Even though the detected HCV prevalence was very high during the aforementioned outbreak investigation, key outbreak parameters like transmission clusters, epidemic dynamics, and viral migration patterns at the population level were not addressed. In this investigation, using HCV NS5B region sequences, we have elaborated upon the possible transmission linkages and HCV outbreak epidemic trajectory from Unnao.

Materials and methods

Dataset

In the current study, ancillary analysis was performed using the HCV sequences MW675899-MW675965 (n = 67) published earlier [12], under the investigation approved by the Institutional Ethics Committee (Ethical approval reference: NARI/SP/17-18/336 dated 29th May 2018) of the ICMR- National Institute of Translational Virology and AIDS Research (ICMR-NITVAR; erstwhile ICMR- National AIDS Research Institute-ICMR-NARI). These sequences were retrieved from the Los Alamos HCV sequence database (https://hcv.lanl.gov/content/sequence/HCV) and used for further analysis. The demographic details available were accessed in July 2024 and used for further interpretations.

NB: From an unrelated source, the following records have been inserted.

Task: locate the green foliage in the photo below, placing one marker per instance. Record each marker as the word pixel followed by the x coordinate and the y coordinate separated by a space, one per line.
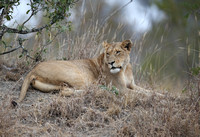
pixel 195 71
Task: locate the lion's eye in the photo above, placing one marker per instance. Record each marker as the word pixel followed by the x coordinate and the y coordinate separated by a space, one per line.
pixel 117 52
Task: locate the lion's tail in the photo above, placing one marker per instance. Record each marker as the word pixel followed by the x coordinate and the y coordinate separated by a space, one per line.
pixel 25 86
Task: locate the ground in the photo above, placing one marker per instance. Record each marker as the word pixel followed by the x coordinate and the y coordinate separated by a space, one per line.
pixel 94 112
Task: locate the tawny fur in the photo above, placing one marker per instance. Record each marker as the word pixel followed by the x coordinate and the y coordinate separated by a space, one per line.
pixel 77 74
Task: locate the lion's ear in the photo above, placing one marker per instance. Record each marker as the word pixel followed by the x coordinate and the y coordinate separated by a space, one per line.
pixel 127 44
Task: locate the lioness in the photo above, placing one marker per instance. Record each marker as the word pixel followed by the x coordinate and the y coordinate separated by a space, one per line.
pixel 77 74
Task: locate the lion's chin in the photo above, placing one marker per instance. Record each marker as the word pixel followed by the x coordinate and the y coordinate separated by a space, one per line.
pixel 116 70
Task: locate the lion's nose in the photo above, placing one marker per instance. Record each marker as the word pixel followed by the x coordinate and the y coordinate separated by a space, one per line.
pixel 111 63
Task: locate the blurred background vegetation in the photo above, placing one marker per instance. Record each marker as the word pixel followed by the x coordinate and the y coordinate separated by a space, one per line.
pixel 163 56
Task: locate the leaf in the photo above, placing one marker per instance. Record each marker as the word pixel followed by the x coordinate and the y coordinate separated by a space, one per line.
pixel 195 71
pixel 8 17
pixel 27 11
pixel 20 56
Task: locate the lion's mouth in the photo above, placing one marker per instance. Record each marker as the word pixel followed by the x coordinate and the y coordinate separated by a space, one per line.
pixel 115 69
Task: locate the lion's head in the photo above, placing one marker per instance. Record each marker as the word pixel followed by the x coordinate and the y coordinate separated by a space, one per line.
pixel 116 55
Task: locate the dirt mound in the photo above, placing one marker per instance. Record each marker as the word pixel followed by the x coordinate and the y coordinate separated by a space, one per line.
pixel 96 112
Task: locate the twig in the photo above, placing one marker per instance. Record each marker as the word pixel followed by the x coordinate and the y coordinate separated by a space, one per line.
pixel 12 50
pixel 117 10
pixel 13 30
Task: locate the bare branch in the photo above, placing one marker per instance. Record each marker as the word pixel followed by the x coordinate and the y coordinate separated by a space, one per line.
pixel 12 50
pixel 26 31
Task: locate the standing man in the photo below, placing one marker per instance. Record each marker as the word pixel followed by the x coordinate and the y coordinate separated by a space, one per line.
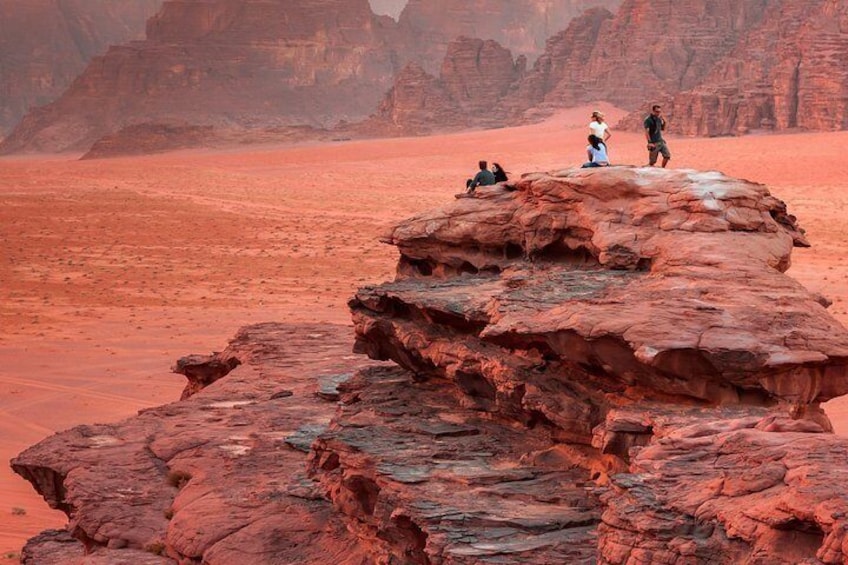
pixel 654 126
pixel 598 127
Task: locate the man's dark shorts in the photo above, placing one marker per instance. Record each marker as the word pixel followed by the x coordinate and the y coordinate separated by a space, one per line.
pixel 659 147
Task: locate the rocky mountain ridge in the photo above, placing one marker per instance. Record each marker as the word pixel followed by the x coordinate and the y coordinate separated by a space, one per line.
pixel 720 67
pixel 46 44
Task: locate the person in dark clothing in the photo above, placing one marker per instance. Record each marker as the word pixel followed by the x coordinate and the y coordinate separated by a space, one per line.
pixel 597 153
pixel 654 126
pixel 484 177
pixel 500 174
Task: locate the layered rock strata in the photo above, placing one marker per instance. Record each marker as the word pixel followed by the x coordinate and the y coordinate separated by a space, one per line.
pixel 45 44
pixel 231 64
pixel 427 27
pixel 219 477
pixel 590 366
pixel 721 67
pixel 786 73
pixel 640 320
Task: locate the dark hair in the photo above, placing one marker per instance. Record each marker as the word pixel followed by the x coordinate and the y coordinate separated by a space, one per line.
pixel 596 141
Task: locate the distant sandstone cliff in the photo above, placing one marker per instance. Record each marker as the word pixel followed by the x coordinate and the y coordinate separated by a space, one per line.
pixel 788 72
pixel 325 68
pixel 227 63
pixel 270 64
pixel 522 26
pixel 45 44
pixel 721 67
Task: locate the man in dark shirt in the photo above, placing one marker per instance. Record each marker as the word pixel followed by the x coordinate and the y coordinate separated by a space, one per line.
pixel 654 126
pixel 484 177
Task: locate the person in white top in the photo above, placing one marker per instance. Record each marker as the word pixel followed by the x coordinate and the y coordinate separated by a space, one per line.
pixel 598 127
pixel 597 153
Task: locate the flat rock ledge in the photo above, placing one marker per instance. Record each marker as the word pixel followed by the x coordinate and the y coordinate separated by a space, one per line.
pixel 588 366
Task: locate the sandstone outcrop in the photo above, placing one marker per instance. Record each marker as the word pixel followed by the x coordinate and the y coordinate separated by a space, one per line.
pixel 218 477
pixel 233 64
pixel 590 366
pixel 47 43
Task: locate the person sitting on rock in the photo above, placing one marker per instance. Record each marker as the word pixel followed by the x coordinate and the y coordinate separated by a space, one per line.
pixel 597 152
pixel 500 174
pixel 598 127
pixel 484 177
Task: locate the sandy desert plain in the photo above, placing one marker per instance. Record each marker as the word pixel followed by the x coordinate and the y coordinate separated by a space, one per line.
pixel 112 269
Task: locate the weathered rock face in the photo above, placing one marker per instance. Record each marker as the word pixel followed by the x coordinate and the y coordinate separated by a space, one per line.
pixel 476 75
pixel 522 26
pixel 788 72
pixel 230 64
pixel 593 366
pixel 47 43
pixel 219 477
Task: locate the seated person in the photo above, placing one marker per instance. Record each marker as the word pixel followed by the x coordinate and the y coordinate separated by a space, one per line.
pixel 484 177
pixel 500 174
pixel 597 152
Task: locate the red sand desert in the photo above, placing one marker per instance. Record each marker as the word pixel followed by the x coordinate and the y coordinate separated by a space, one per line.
pixel 112 269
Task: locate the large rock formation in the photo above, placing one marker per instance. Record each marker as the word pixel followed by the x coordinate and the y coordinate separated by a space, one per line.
pixel 592 366
pixel 229 64
pixel 45 44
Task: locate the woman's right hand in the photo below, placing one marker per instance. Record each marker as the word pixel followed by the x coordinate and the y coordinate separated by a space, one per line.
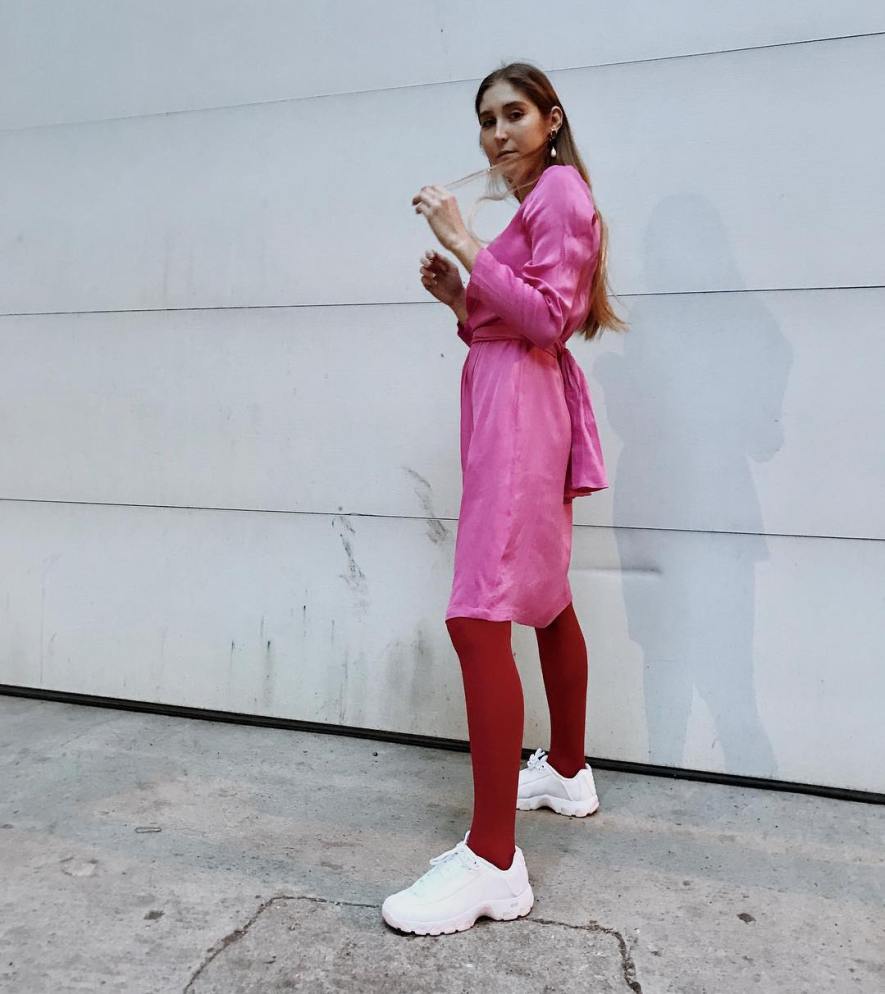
pixel 441 278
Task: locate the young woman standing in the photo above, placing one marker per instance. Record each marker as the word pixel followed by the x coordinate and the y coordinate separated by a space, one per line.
pixel 529 445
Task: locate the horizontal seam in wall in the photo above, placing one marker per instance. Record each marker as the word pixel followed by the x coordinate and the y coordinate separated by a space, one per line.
pixel 445 82
pixel 422 517
pixel 418 303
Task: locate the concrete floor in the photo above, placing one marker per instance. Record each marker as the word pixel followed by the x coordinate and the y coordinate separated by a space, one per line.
pixel 143 853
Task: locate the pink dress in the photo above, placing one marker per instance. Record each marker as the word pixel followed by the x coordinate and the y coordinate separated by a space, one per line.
pixel 529 442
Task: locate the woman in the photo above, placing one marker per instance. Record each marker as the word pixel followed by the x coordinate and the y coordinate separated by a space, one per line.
pixel 529 445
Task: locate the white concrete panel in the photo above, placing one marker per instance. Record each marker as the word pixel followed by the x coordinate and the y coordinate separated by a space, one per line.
pixel 748 412
pixel 753 412
pixel 713 173
pixel 708 647
pixel 714 652
pixel 100 59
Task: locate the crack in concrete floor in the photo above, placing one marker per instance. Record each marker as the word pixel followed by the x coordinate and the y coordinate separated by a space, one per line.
pixel 627 965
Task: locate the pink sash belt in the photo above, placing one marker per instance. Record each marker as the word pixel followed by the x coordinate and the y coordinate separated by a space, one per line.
pixel 586 469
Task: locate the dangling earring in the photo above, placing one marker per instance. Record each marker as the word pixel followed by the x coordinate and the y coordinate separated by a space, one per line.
pixel 551 149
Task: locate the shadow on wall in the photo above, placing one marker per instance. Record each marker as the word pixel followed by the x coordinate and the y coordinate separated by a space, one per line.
pixel 696 394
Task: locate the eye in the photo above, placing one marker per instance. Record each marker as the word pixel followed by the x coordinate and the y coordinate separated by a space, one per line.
pixel 490 120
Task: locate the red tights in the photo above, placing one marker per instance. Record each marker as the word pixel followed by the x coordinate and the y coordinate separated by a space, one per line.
pixel 495 715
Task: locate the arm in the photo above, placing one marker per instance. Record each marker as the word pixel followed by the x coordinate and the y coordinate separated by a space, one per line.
pixel 564 237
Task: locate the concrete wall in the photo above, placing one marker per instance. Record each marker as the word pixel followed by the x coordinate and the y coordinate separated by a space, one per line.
pixel 229 471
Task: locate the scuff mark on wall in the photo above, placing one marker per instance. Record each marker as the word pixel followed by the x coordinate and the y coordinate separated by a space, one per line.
pixel 436 530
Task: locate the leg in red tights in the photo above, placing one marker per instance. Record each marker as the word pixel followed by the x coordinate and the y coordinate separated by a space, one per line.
pixel 495 713
pixel 563 654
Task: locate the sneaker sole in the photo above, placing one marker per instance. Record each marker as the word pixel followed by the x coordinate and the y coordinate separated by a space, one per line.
pixel 562 806
pixel 505 909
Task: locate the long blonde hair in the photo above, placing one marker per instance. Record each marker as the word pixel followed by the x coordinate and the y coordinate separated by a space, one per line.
pixel 535 85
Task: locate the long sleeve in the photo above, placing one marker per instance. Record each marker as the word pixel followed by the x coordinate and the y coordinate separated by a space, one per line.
pixel 563 231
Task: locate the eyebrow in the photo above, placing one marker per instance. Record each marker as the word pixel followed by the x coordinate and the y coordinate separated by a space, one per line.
pixel 510 103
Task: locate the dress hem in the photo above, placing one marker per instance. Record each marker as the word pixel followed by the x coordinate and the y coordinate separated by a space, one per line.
pixel 485 614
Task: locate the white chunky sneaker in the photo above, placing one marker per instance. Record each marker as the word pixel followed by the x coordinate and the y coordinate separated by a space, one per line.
pixel 460 887
pixel 541 786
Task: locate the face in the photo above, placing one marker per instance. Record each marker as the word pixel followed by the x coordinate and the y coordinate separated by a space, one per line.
pixel 510 122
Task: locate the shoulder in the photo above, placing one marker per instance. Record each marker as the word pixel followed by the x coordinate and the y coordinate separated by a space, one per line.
pixel 561 188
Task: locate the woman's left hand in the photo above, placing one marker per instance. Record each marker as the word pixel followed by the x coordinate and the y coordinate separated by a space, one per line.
pixel 440 207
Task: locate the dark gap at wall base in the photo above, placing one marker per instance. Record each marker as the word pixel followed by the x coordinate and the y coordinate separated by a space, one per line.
pixel 429 742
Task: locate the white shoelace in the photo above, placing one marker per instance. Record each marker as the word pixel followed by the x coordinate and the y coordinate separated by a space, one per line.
pixel 455 858
pixel 536 758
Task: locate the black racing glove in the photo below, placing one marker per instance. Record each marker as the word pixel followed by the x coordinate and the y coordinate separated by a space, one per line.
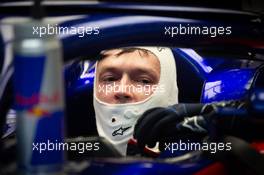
pixel 163 124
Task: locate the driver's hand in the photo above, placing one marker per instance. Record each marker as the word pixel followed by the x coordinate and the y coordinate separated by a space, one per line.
pixel 165 124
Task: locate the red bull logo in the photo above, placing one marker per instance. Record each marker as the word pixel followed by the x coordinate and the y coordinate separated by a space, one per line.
pixel 37 98
pixel 32 103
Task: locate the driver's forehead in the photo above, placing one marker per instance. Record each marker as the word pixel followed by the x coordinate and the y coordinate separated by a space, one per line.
pixel 134 60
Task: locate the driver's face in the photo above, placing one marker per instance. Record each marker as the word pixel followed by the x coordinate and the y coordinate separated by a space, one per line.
pixel 128 77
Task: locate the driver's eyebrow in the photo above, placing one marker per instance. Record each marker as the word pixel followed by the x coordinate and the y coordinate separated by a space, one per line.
pixel 140 70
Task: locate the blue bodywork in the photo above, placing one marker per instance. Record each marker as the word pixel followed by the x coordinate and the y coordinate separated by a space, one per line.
pixel 220 79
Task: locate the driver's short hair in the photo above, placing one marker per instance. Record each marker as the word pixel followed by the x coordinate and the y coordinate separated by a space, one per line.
pixel 141 52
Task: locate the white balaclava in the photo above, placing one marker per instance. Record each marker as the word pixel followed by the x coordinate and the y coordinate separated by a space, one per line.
pixel 119 131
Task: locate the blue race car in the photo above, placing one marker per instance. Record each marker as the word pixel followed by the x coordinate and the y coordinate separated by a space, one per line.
pixel 219 58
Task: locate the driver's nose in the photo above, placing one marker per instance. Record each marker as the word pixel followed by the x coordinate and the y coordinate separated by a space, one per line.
pixel 124 94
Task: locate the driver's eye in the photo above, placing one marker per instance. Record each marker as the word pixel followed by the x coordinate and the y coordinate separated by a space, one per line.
pixel 144 81
pixel 108 78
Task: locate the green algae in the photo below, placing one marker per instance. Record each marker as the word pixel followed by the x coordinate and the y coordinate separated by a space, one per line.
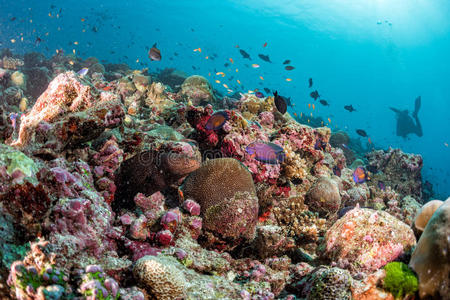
pixel 400 280
pixel 15 160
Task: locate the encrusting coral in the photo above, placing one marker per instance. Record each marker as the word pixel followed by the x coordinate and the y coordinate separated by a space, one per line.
pixel 142 184
pixel 431 257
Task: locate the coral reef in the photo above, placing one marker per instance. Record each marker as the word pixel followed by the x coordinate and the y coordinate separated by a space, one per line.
pixel 431 257
pixel 159 277
pixel 364 240
pixel 224 189
pixel 401 170
pixel 400 280
pixel 425 213
pixel 323 197
pixel 114 185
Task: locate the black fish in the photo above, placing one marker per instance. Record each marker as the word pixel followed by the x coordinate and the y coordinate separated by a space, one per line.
pixel 406 124
pixel 264 57
pixel 324 102
pixel 244 54
pixel 280 103
pixel 361 132
pixel 154 53
pixel 315 95
pixel 350 108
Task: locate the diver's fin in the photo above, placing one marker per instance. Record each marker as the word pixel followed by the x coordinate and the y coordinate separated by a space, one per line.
pixel 417 106
pixel 395 110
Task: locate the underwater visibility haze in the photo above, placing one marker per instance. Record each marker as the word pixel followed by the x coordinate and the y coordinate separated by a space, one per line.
pixel 294 149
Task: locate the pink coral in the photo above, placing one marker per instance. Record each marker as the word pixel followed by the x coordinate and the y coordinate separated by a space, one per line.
pixel 66 96
pixel 364 240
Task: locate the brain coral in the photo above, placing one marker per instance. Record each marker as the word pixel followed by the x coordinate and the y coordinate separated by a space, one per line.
pixel 328 283
pixel 431 258
pixel 425 213
pixel 323 197
pixel 224 189
pixel 160 277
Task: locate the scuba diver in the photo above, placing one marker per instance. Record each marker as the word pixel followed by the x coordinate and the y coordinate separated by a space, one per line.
pixel 405 124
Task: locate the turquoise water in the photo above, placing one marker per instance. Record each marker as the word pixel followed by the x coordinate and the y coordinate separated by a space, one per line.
pixel 352 59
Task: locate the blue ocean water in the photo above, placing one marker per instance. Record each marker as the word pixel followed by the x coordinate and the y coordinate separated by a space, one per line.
pixel 372 54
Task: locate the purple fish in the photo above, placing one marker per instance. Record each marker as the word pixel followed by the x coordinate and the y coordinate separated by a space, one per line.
pixel 265 152
pixel 217 120
pixel 259 95
pixel 359 175
pixel 83 71
pixel 13 118
pixel 337 171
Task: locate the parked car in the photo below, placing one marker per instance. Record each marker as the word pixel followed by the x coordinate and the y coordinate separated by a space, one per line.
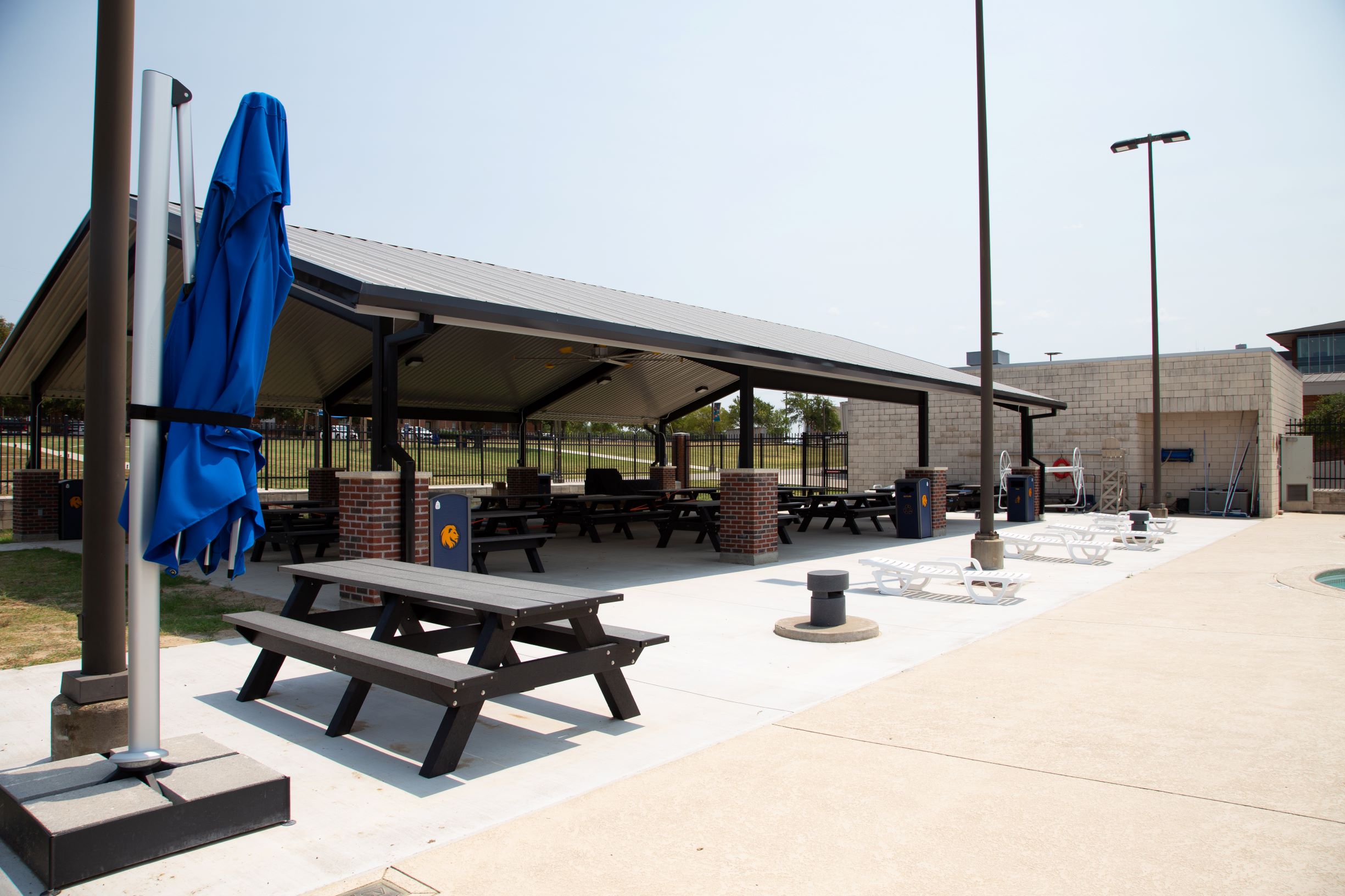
pixel 418 434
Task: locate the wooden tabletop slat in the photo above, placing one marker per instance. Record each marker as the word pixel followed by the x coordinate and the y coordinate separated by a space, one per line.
pixel 494 593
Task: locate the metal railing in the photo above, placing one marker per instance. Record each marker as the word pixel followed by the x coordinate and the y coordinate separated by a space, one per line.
pixel 1328 451
pixel 481 458
pixel 61 449
pixel 475 458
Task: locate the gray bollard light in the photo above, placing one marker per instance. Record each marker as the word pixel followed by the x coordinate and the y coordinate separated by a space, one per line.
pixel 828 587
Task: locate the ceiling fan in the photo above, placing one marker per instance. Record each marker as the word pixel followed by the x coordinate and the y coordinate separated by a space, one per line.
pixel 596 354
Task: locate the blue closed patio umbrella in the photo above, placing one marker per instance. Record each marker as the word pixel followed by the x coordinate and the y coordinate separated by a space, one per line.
pixel 216 350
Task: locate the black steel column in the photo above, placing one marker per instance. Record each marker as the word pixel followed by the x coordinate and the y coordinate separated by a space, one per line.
pixel 103 574
pixel 1157 501
pixel 327 435
pixel 384 397
pixel 987 372
pixel 34 427
pixel 1025 436
pixel 923 431
pixel 747 424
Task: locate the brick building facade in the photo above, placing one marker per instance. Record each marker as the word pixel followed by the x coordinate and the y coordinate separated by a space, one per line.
pixel 1219 399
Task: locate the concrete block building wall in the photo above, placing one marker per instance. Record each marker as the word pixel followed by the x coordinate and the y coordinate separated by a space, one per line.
pixel 1202 392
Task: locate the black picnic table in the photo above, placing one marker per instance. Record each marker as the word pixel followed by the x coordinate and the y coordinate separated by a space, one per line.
pixel 589 512
pixel 682 494
pixel 297 524
pixel 509 502
pixel 486 615
pixel 850 508
pixel 702 517
pixel 487 539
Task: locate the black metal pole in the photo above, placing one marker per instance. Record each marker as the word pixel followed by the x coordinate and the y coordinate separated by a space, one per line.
pixel 923 431
pixel 1157 502
pixel 104 564
pixel 327 435
pixel 747 424
pixel 987 387
pixel 34 427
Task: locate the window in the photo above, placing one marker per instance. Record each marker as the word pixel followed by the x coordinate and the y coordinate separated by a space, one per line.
pixel 1321 354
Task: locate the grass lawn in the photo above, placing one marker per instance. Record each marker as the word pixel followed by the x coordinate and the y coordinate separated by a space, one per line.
pixel 40 598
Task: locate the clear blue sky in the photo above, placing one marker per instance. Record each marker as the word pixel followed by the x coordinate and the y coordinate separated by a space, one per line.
pixel 807 163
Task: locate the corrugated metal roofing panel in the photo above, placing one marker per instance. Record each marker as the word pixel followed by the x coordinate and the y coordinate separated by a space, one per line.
pixel 400 268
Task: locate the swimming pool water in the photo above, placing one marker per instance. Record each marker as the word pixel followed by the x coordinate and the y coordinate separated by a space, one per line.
pixel 1333 578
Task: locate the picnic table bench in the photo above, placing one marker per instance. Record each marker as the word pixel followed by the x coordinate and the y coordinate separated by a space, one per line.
pixel 526 541
pixel 702 517
pixel 297 527
pixel 486 615
pixel 622 510
pixel 852 508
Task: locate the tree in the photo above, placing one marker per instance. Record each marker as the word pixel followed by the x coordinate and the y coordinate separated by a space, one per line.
pixel 814 413
pixel 1329 412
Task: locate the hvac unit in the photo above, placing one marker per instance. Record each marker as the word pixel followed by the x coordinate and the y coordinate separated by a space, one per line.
pixel 1296 473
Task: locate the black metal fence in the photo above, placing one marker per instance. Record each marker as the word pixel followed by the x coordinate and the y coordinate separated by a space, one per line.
pixel 468 458
pixel 1328 451
pixel 61 449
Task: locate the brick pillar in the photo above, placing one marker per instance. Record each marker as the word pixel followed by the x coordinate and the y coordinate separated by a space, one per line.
pixel 938 478
pixel 748 517
pixel 521 481
pixel 370 521
pixel 1040 475
pixel 37 503
pixel 322 485
pixel 682 458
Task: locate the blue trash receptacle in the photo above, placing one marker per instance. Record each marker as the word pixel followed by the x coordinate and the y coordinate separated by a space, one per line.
pixel 70 518
pixel 451 532
pixel 915 510
pixel 1023 498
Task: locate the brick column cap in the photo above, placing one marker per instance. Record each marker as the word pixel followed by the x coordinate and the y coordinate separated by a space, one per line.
pixel 378 474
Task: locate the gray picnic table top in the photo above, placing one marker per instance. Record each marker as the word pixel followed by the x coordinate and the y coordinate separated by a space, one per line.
pixel 486 615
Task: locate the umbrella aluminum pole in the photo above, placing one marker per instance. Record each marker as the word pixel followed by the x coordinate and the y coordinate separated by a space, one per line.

Genetic distance calculations and transmission network construction

Genetic distance calculations were performed using MEGA v6.0. Briefly, the sequences were aligned using MAFFT v7.4.50. This sequence alignment was submitted to MEGA, and the pairwise genetic distance calculations were performed using the Tamura-Nei model. The distance matrix file generated, was used to create a heatmap using ClustVis, a web tool for visualizing and clustering multivariate data [14].

To estimate the genetic distance thresholds for transmission network construction, we employed two methods: 1) AUTO-TUNE, and 2) Empirical Phylogeny Informed Cluster Tool (EPI-ClusT), a graphical user interface python programme for calculating optimum genetic distance threshold. The transmission network construction was carried out with the help of Microbe Trace [15] using a genetic distance threshold of 0.006, as estimated in earlier analysis. The sequence metadata available was provided as the node list for depiction purposes.

Time scaled phylogeny

Bayesian maximum clade credibility (MCC) tree was constructed using BEAST v1.10.4 [16, 17]. Briefly, the 67 HCV NS5B sequences under consideration were used for time-scaled MCC tree construction. Since these sequences were homochromous, we employed the HKY+G substitution model with a strict molecular clock. The Bayesian Skyline was used as the tree prior. As for these sequences, the time to the most recent ancestor (TMRCA) was calculated earlier [12]; we used this information prior to setting the tree height using log-normal distribution (M = 6.0, S = 0.06) and setting the mean in real space. Simulations were performed for 500 million states, with a sampling of every 50,000 states. We employed the BEAGLE computation library during BEAST simulations [18]. The BEAST analysis convergence was further assessed with the help of Tracer v1.7.1 [19] with 10% burn-in. The final annotated MCC tree was generated with the help of Tree Annotator v 1.10.4 with 10% burn-in. The tree was visualized with the help of Fig Tree v 1.4.4.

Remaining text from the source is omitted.